Her smile widened, the corners of her eyes crinkling faintly. “Well yeah, they’re winter holiday decorations. My family always celebrated a little something roughly around midwinter since we did not have a calendar and grandfather regaled us with stories of celebrations in his youth. I remember decorating the house with these little decorations,” she added, brushing a finger along the glossy side of one of the little red men. “We didn’t have a tree like those he spoke of, and these here,” she said point to the string of bulbs, “apparently would have been used to light up the trees, but we would hang the little ornaments everywhere to bring a sense of festive joy while Mother attempted to make a small feast for us to share together from our supplies. It was a happy time, and father would pull out whatever small thing he found or had been working on making for us as gifts.”

“A seasonal gifting festival,” he murmured. “And these little men? They are gods of the season?”

She chuckled and shook her head, dropping the small figure back into the box where it clinked against the other decorations as she shoved the box back into the storage unit. “Not really. They were more symbolic, I believe. An idea of a festive spirit. I never really understood the stories too well, but it was difficult to imagine that world grandfather left behind, I suppose. The best I can imagine is that they did not possess spiritual significance but made people, especially children, happy for a brief time during the darkest month.”

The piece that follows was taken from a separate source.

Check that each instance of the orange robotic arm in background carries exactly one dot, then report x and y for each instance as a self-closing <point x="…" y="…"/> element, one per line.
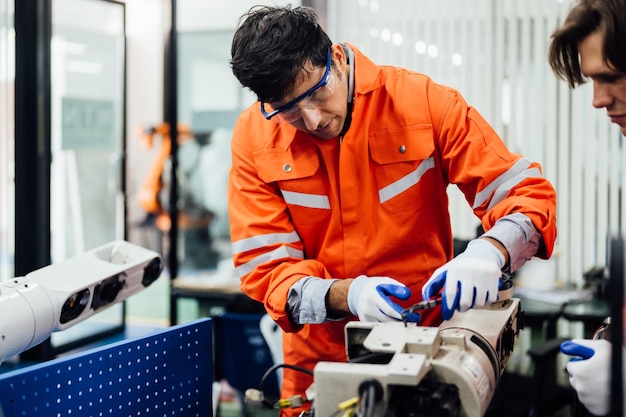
<point x="148" y="194"/>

“That is an admirable purpose, even for something as small as a symbol,” Kaylar observed, peering at the little figure, now barely visible in the box since it was returned to the storage unit, with new interest and appreciation.

“Yeah, I think so,” she agreed, brushing her hands off on her legs as she stood. “Unfortunately, nothing that looks like what you need for repairs.”

“I calculated as much,” he agreed, turning away from the unit as she closed the door. “We will keep searching, regardless, and clear this floor so that we do not potentially miss something.”

“All right,” she agreed as she turned another smile in his direction that warmed places within him that seemed cold and lifeless before. “Let’s get to it then.”

With a dip of his head, he returned to his end of the hall, suddenly disliking the distance between them even more than he had moments earlier. He strained to hear her every breath and murmur as she worked from the opposite end, his vibrissae lifting at random as if it curled around the trace of pheromones that drifted through the air. The distractions were worrisome as he worked, but he focused on his task. Tomorrow they would begin to venture into the labs within the lower floors once they verified that there was nothing useful to his repairs. Regardless, he processed with high certainty that he would find what he sought somewhere among those numerous levels and rooms down there.

His malfunctions were only a minor concern at the moment, but he would hasten repairs as much as he could before the female’s presence irrevocably affected him. Pressing a hand against his genital sheath in an attempt to calm his civix, Kaylar stepped into another room, determined to excise the tension running through him with wearying labor. Anything to take the edge off.